The element of free selection is essential in this initiative. It is commonplace that when a child studies a subject by choice, the results are measurably better.
A few months ago, in coordination with the Beersheba Municipality, I launched an initiative to place an Israeli flag in every classroom. I believe that seeing the national symbol in the classroom every day silently yet potently links what is taught in school with feelings of national pride.
Isn't there a contradiction here? Does my Russian language bill come at the expense of the development of a strong Jewish and Zionist identity?

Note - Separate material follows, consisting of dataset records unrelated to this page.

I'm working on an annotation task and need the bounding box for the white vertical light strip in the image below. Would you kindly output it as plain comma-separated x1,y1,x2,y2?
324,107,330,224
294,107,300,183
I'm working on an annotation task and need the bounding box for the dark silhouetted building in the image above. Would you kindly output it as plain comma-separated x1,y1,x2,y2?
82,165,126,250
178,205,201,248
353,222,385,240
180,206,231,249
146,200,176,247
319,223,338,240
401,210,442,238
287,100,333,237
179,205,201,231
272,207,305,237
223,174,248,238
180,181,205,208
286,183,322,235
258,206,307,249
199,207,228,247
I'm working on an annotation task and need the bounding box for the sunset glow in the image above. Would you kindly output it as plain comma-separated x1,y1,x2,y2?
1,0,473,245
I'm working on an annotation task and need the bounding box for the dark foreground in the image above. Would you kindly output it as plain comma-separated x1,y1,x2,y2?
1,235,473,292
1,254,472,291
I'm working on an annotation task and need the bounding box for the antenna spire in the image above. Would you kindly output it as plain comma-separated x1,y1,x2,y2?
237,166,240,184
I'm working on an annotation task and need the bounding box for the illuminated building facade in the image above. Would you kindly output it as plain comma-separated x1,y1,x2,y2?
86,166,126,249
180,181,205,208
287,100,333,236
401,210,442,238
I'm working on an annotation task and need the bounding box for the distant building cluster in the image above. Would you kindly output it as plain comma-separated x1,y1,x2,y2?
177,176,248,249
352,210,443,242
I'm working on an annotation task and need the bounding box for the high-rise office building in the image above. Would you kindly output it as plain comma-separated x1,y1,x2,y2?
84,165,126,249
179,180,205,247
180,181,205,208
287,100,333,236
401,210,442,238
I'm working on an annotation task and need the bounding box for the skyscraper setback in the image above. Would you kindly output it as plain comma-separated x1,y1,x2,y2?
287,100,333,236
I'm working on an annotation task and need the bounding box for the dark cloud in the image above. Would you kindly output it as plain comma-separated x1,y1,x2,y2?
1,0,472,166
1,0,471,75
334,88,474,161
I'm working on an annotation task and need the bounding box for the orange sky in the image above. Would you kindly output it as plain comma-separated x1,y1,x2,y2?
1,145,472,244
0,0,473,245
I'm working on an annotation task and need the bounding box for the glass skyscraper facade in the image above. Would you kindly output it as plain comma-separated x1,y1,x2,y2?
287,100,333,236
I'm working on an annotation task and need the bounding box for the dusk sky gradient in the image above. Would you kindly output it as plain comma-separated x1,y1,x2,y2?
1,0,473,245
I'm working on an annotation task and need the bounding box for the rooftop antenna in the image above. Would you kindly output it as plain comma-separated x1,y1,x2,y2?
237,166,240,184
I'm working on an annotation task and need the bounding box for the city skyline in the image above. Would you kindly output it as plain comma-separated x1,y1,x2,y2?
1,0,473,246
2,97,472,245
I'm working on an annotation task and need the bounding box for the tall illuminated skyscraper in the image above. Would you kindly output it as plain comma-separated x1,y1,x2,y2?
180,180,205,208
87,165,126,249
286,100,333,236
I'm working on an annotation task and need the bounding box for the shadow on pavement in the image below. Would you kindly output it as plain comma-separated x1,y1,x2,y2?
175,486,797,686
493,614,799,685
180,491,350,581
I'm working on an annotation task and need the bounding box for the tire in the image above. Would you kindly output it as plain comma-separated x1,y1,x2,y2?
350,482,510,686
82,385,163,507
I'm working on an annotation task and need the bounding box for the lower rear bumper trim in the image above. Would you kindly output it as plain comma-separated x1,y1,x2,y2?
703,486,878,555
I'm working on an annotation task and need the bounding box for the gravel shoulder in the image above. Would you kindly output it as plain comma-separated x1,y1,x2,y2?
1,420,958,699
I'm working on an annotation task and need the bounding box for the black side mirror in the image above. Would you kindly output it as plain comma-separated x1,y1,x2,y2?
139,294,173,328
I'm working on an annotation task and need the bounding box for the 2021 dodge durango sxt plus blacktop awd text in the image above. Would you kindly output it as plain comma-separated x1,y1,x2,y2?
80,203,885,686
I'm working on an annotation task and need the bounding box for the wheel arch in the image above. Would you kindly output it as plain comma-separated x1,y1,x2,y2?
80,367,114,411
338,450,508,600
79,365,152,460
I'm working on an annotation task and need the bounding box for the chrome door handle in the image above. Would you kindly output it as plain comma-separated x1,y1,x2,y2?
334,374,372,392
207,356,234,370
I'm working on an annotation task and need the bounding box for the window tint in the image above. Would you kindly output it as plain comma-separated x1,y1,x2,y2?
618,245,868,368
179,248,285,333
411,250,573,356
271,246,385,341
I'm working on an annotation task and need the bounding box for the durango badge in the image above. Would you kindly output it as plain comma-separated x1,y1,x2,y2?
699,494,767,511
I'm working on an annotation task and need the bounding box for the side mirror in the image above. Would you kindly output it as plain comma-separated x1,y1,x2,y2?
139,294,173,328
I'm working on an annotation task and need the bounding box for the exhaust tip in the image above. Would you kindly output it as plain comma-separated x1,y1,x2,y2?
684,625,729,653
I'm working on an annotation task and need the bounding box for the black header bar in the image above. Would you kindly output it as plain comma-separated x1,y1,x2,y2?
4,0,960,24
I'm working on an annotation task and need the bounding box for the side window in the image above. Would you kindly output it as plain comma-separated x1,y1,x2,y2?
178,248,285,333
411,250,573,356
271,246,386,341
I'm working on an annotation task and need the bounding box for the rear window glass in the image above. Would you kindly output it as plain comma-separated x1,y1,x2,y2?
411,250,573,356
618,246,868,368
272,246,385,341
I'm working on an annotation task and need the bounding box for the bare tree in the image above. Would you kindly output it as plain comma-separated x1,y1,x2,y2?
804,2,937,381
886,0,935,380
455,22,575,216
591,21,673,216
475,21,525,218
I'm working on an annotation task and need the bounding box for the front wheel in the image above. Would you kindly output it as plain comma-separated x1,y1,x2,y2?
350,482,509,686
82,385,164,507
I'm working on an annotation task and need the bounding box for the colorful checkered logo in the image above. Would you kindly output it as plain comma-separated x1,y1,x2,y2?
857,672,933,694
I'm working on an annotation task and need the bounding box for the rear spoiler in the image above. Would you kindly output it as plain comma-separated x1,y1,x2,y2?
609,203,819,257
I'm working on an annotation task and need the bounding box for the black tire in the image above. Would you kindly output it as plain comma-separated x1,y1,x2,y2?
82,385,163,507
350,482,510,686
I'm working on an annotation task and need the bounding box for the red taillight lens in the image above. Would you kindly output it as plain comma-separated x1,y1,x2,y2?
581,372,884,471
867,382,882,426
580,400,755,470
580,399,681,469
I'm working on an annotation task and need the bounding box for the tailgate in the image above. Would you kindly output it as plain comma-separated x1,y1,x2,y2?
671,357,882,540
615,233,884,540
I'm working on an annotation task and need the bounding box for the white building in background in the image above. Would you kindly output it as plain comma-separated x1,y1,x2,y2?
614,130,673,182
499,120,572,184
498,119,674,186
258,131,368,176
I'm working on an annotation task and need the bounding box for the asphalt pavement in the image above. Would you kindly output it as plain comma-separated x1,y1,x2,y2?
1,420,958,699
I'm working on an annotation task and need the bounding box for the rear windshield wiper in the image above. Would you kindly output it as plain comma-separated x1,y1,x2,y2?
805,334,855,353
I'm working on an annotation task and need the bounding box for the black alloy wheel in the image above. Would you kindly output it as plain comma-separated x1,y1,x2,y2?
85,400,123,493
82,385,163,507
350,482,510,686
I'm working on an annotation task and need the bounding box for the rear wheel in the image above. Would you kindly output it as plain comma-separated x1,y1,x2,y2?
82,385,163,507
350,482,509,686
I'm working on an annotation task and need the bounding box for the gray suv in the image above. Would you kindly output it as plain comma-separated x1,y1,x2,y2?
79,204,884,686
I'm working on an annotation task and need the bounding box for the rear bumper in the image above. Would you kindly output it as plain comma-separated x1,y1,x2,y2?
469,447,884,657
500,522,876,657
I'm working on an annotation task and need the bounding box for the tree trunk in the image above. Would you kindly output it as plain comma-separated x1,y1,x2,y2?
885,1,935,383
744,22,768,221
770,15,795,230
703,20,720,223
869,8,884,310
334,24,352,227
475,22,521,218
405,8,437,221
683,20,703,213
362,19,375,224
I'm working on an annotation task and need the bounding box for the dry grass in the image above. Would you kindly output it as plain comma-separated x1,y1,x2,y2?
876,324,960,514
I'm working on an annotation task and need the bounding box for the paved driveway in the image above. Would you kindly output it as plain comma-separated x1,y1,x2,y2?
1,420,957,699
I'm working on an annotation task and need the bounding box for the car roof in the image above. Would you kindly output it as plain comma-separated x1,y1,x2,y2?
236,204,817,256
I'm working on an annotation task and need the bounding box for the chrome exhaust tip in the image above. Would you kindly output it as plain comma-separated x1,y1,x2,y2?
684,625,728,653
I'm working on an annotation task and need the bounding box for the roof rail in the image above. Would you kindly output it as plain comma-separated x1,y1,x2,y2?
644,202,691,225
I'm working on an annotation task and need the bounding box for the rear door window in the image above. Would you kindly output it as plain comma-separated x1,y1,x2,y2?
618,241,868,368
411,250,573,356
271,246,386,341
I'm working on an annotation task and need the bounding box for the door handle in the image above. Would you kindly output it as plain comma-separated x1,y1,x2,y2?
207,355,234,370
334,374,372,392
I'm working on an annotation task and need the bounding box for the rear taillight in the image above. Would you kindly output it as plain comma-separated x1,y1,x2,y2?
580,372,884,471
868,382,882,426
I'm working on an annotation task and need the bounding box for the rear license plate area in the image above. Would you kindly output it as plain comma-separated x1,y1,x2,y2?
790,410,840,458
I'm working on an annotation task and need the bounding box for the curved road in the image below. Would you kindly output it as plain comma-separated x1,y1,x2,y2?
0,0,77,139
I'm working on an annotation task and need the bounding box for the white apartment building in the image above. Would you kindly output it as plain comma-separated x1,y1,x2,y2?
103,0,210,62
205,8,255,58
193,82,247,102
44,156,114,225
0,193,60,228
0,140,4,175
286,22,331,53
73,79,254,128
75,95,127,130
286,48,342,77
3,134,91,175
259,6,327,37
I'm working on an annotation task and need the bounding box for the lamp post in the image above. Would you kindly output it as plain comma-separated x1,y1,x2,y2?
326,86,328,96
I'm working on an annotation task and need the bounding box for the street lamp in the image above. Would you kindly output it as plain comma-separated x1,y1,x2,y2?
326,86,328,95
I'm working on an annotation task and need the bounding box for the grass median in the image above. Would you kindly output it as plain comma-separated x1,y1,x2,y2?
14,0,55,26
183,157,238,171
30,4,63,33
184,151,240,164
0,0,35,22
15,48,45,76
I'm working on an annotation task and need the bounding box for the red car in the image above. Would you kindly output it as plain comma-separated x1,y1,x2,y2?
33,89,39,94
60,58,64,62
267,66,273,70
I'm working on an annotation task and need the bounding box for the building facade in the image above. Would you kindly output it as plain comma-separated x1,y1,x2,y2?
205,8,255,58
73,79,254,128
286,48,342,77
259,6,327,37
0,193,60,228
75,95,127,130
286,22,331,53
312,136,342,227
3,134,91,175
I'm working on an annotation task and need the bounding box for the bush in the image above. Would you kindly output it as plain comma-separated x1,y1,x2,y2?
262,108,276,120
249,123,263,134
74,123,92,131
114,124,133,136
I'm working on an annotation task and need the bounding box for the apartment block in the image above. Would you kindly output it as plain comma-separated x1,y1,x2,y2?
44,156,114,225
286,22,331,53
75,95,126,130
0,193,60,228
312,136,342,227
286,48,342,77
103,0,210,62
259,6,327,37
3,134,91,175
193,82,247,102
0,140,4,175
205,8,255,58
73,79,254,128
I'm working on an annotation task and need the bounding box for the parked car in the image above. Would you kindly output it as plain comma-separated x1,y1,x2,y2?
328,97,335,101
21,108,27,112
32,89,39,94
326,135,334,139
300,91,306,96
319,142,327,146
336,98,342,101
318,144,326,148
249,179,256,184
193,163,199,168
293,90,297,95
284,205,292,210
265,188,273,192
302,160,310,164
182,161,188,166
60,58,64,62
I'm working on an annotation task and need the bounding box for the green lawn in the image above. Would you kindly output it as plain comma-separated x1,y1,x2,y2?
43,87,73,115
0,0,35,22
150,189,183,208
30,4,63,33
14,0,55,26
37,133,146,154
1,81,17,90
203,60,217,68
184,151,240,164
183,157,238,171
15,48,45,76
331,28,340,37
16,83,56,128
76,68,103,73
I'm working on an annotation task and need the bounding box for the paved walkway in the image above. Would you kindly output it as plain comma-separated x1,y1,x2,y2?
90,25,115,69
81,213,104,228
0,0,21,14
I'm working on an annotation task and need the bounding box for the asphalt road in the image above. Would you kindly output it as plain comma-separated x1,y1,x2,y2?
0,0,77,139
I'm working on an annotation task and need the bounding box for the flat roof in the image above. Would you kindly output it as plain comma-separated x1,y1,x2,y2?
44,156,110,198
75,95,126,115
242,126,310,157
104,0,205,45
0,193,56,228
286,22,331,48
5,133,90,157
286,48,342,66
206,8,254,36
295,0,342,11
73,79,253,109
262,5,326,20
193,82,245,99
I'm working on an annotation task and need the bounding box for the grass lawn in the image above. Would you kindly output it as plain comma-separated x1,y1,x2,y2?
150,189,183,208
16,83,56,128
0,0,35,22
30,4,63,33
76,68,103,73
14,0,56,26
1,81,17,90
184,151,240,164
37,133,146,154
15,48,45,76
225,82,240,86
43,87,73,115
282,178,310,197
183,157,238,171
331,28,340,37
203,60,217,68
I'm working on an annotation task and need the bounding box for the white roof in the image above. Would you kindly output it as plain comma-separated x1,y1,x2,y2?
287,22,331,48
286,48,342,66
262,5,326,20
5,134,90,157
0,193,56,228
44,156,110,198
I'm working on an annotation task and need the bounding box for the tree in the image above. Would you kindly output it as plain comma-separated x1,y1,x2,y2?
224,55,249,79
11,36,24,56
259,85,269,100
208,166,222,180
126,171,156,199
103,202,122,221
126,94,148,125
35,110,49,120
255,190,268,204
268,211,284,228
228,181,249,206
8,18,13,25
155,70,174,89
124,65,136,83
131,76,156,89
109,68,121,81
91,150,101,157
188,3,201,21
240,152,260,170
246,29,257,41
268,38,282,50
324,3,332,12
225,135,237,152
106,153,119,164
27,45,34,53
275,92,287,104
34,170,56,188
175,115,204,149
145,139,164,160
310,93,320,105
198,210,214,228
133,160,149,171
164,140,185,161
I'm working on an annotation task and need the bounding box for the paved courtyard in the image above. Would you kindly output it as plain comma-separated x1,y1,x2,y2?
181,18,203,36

Absolutely not. Building a rich national Jewish culture requires us to know who we are, where we've come from and why we're here. The many communities that make up the mosaic of Israeli society each bring with them different cultural inheritances. Sustaining familiarity with those immigrant cultures, in addition to Jewish culture, deeply affirms who we are.
INSTEAD OF harnessing children's early exposure to the Russian language and advancing it to fluency-level, Israel is missing the opportunity to raise a generation of fluent Russian speakers, a critically important language in the global market. My main motive, however, is not the economic or political advantage Israel would gain from boasting close to a million Hebrew/Russian/English speakers. I want children from Russian homes to be able to have a meaningful bond with their grandparents and their cultural milieu. I would like my son to be able to read Pushkin and Chekhov in the original. A meaningful bond requires much more than passable spoken Russian, which is standard fare among children who do not study Russian in school.
With an estimated 1.2 million immigrants from the FSU, it is feasible to provide Russian instruction for the Israeli-born generation, to give them the best chance possible to learn about the culture of their forebears.
Ideally, the school system should provide the tools for every child to explore and enjoy the cultural world of his/her ancestors in the Diaspora.
While many groups do not have the critical mass to make such a project viable, the Russian-speaking community can make it work. The same holds true for the Amharic-speaking community. I am equally supportive of children of Ethiopian parents having the chance to study Amharic in school.
I would like to see all Jewish children in Israel acquire at least the same proficiency in our shared Jewish birthright that I wish for my son in our particular Russian culture. One of the major tasks of the education system is to imbue in our children a spirit of Jewish and Zionist pride. The millennia-old tradition should be a source of guidance and pleasure in their lives. I want my son to not only have the competence to read the Torah and Prophets in the original ancient Hebrew, but to know their relevance to his life. I also want him to have to tools to read modern giants like Agnon and Bialik.
The Jewish and Zionist identity I envision and or which I have taken steps to strengthen, is knowledgeable and assured of its place in the world. When we are confident in who we are, exposure and even expertise in the best of other cultures only makes our own identity richer. I believe that the ideal Jewish and Zionist identity is multifaceted, confidently Zionist and Jewish and therefore able to incorporate the best of world cultures, especially those that are part of our family histories.
MK Alex Miller (Yisrael Beiteinu) is Deputy Speaker of the Knesset and a member of the Knesset Committee on Education, Culture and Sports.